Bottom line is, in a communist/socialist society decay and corruption are built in. The economy devolves into a game of gaining an unfair advantage in order to fill one’s pockets. Non-meritocracy – a society where you are entitled to benefits not because you are smarter, more hard-working or enterprising but for ANY other reason – quickly becomes a society where you are entitled to benefits only if you belong to the ruling class.
The only thing that varies is the magnitude of the stolen wealth, which depends on the checks and balances that may or may not exist. Unfortunately, the very nature of a completely totalitarian regime – which socialist/communist regimes usually are - implies absence of such checks and balances and therefore condones undeterred looting.
And the destructive trends go even deeper. If you put an individual or a group of individuals in charge of “planning the economy”, not only will they attempt to “plan” it to their own advantage (self-interest again!), but they will inevitably botch it. Economic laws, like laws of nature, are so complex that it’s virtually impossible for one individual or even a group, however smart, to fully grasp the magnitude of that complexity and evaluate all implications. Any attempt to be “in charge” of the economic laws, to control or “plan” them, results in what we’ve come to refer to as “unintended consequences”.

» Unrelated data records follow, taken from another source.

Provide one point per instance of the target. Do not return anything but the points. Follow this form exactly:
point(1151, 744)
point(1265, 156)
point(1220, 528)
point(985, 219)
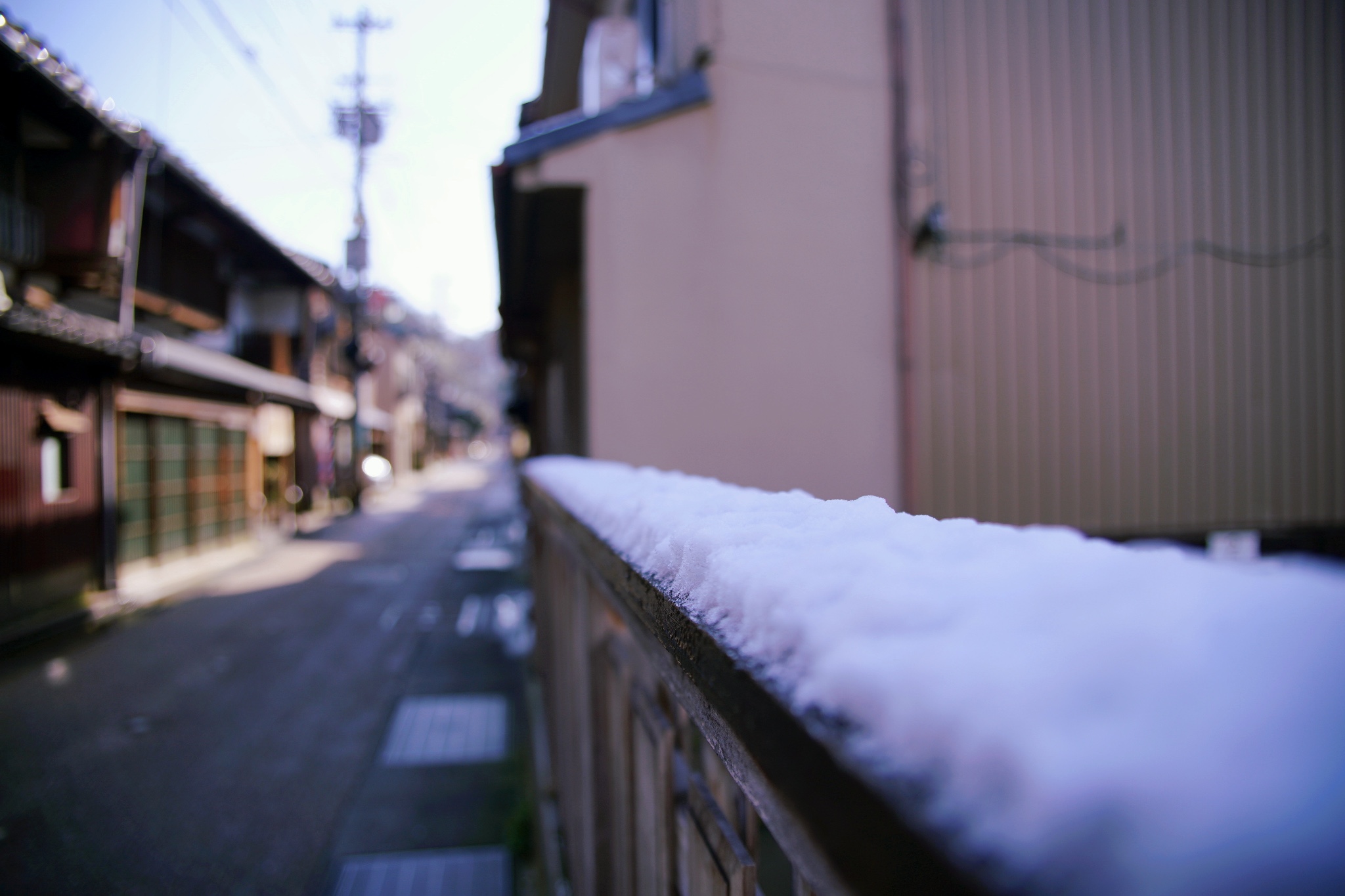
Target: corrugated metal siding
point(1208, 393)
point(37, 536)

Another fatal flaw of communism and socialism lies in their propensity for replacing economic reasons for actions and decisions with ideological ones. We see a glaring example of this trend in the so-called “green economy”, which in its current iteration is no economy at all, as most of the “green” startups are not economically viable and can only exist so long as they are hooked up to the constant IV drip of government subsidies, grants, interest-free or low-interest loans and tax breaks. “Zombie corporations”, which have no pragmatic reason for existence and which in a normally functioning economy would have failed and vanished long ago, carry on, heavily subsidized by governments that hand out printed fiat money and confiscated wealth to supporters of their ideological doctrines.
“Buy from us not because we offer great products and services at reasonable prices but because we are saving the world” – this “incentive” can only go so far. At the end of the day, people will vote with their dollars and buy what they need, not what’s “politically correct” for them to buy, and only at prices they can afford to pay. This is especially true when they are not doing well financially, as usually happens in communist societies where no one but the ruling class is even allowed to do well.
If the mainstream economy, which in communist states is “planned” and controlled by the government and driven by ideology, is not able to provide for people’s needs and desires, a parallel economy inevitably springs up to satisfy real demand with real supply. Black markets proliferate and the “official” economy, left without customers, withers and dies. We saw that happen in the USSR in the 1970s and 80s. I believe that pervasive economic decay was one of the main reasons, if not the main reason, for USSR’s ungraceful collapse in the early 90s.
Is our society headed for the same fate? Do we realize that many ideas that are floating around our world today are communist in nature?
In my next post, I will talk about the striking similarities between communism and the current state of our Western democracies.
Thank you for reading! Stay tuned!
Agreed. Communism is at our front door.
Thanks for this excellent reminder on why communism is evil and can never work. People are going to try to advance their own self-interests ... and meritocracy is the only model that seems to advance society. I look forward to reading your other essays.